A funny thing has happened during the airline industry's economic slump.
The airlines have actually improved customer service.
During the first seven months of the year, nearly 79% of flights in the U.S. were on time, compared with 74% for the same period last year, according to the Bureau of Transportation Statistics.
Reports of mishandled baggage -- including lost or damaged luggage -- dropped to 3.89 claims per 1,000 passengers in the busy vacation month of July from 4.87 a year earlier, according to the bureau.
The overall number of complaints filed against airlines for such problems as lost baggage, oversold flights, cranky reservation workers and missing pets also dropped to 0.98 complaint per 100,000 passenger trips this July from 1.25 in July 2008.
Conventional wisdom suggests an obvious reason for the improved service: With fewer passengers and flights, the airlines have more time and resources to spend on customer service. U.S. airlines carried 8.8% fewer domestic passengers and 9.6% fewer international passengers in the first six months of 2009 compared with the same period in 2008.
"The biggest contribution you have for this is that you have fewer airplanes flying," said Henry Harteveldt, a travel industry analyst for Forrester Research Inc.
But airline representatives say other factors are also at play, such as fewer weather delays, improved flight schedules and a drop in the number of bags carried per passenger.
"It's really a compendium of factors," said David A. Castelveter, spokesman for the Air Transport Assn., the trade group that represents most major airlines in the country.

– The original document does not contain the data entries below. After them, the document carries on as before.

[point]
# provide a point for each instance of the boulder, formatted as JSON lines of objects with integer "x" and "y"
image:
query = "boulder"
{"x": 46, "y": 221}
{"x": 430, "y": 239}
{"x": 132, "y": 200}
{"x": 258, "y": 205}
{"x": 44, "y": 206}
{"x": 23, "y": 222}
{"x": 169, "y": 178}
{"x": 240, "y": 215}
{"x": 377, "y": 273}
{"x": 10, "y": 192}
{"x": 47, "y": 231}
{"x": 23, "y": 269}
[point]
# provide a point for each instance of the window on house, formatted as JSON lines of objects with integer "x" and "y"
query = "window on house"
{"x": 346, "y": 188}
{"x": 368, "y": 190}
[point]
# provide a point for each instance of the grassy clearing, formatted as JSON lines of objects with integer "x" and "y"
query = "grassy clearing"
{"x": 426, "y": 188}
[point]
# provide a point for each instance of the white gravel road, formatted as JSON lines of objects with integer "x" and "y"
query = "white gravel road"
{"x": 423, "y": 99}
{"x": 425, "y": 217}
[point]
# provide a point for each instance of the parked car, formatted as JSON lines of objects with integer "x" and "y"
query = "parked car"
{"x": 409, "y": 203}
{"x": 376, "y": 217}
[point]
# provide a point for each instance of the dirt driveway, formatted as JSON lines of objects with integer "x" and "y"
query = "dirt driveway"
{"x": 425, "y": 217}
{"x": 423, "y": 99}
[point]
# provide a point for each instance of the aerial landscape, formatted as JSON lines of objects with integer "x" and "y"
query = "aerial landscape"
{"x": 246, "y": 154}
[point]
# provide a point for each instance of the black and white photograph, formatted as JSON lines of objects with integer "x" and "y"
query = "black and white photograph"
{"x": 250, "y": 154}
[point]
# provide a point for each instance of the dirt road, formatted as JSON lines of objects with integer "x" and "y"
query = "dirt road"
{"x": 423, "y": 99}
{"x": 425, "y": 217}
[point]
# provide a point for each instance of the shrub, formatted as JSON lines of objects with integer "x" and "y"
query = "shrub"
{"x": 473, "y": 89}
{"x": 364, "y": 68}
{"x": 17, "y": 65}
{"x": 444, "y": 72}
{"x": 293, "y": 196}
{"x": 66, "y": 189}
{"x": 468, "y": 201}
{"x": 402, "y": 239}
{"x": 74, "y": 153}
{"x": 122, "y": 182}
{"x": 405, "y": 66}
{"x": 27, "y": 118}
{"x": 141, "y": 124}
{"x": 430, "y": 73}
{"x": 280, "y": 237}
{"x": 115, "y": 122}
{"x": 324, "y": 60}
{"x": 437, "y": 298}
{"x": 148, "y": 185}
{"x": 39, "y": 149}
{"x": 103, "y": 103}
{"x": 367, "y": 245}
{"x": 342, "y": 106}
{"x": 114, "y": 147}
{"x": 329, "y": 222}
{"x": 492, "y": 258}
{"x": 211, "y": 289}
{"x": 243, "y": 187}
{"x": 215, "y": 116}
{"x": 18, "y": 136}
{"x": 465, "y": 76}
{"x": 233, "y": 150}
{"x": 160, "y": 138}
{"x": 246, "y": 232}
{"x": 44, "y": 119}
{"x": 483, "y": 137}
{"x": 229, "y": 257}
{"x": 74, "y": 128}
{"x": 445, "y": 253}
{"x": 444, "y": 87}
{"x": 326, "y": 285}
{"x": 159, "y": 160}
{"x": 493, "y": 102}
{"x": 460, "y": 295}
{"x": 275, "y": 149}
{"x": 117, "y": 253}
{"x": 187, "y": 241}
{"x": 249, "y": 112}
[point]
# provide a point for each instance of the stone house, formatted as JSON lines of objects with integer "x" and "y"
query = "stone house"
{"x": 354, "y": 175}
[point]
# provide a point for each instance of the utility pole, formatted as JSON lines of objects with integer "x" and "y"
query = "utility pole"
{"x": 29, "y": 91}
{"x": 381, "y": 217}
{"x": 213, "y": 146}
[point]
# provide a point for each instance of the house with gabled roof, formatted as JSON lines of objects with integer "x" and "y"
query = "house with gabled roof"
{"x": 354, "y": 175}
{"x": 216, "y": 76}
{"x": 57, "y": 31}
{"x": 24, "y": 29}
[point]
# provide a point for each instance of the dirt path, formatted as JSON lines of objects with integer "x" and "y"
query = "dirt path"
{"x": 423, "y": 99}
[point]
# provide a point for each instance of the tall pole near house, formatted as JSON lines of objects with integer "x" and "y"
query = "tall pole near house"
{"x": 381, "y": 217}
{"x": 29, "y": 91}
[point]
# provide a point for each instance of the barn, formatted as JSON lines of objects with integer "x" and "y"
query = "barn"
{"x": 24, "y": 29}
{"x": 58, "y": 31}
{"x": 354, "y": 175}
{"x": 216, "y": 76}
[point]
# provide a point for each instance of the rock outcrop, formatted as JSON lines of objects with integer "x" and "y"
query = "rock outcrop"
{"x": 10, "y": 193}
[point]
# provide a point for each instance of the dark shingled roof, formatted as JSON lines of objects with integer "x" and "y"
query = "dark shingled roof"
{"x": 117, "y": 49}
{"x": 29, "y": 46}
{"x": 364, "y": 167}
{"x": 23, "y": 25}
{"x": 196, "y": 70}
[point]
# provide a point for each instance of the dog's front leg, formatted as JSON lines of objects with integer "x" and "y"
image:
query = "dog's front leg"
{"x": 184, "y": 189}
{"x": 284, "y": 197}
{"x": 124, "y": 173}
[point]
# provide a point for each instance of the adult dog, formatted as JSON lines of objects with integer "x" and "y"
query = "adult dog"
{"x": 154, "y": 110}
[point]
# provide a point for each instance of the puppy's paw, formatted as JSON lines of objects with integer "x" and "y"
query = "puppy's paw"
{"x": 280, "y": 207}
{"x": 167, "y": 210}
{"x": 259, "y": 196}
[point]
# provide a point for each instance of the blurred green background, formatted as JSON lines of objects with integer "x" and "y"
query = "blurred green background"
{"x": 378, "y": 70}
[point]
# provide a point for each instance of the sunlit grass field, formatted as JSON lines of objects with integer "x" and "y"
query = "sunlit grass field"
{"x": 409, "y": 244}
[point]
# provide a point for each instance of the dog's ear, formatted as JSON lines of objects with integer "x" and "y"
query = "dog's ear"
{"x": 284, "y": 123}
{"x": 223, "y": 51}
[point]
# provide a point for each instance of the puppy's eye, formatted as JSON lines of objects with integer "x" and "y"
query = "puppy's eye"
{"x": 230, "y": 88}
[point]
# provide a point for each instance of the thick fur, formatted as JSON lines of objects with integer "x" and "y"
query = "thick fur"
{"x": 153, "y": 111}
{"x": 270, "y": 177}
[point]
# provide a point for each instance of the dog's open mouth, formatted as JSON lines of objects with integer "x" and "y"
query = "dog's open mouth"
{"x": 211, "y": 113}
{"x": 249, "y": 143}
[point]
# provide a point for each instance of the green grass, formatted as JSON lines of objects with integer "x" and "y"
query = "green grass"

For example, more airlines have scheduled bigger time cushions between landing and departures. That makes it easier for them to stay on schedule.
As for lost or delayed luggage, Harteveldt said new luggage fees added by several airlines recently have prompted travelers to check fewer bags. Airlines lose fewer bags if they have fewer to move, he said.
Airlines also credit improved technology and upgraded baggage sorting systems for the lower mishandled-baggage rates.
But not everyone sees an improvement in airline service.
On a United Airlines flight from Los Angeles to New York in July, Neil Richline and his wife, Marilyn Fils, lost a bag that contained medication to treat Richline's diabetes.
Fils said a United Airlines representative encouraged the couple to buy what they needed to replace the lost items and promised to reimburse them for the cost but did not mention a $50-per-day limit. The couple ended up spending $750 for the five-day trip and got only $250 from United Airlines.
What upset Fils about the ordeal was that when she tried to complain, she was directed to United Airlines contract workers at a call center who simply recited the airline policy, she said.
"It was the appalling attitude that really upset us," she said.
The good news for the couple: United Airlines ultimately agreed to reimburse them for the entire $750 claim after a Times reporter contacted United about the complaint.
New fee added on busiest days
If you plan to fly during the holidays, expect to feel the sting of a new $10 fee, but only if you fly on some of the busiest days of the season.
According to Farecompare .com, Delta, U.S. Airways, Northwest and American Airlines announced the new charge for most flights scheduled for the Sunday after Thanksgiving (Nov. 29) and on Jan. 2 and Jan. 3.
The fee will probably appear on bills as a fuel surcharge, but Farecompare.com called the charge a way for struggling airlines to collect badly needed revenue.
Flu season is just around the corner, but you don't have to drop into a clinic or a doctor's office for a vaccination.
Bob Hope Airport in Burbank became the latest airport this week to offer employees and passengers flu and pneumonia shots at Terminal A.
"With so much talk about getting vaccinated, we wanted to reach out to the community this way," said Lucy Burghdorf, a spokeswoman for the airport.
The vaccinations, offered by OnSite Wellness Services of Torrance, will cost $25 for a flu shot and $45 for a pneumonia shot.
Last week, Reliant Immediate Care Medical Group, the healthcare provider that runs the clinic at Los Angeles International Airport, announced plans to offer flu shots in an LAX terminal.
How far will this trend go? Can we expect to see officials from the Transportation Safety Administration perform complete examinations at the security gate -- "Please remove your shoes, jacket and belt. Now turn your head and cough"?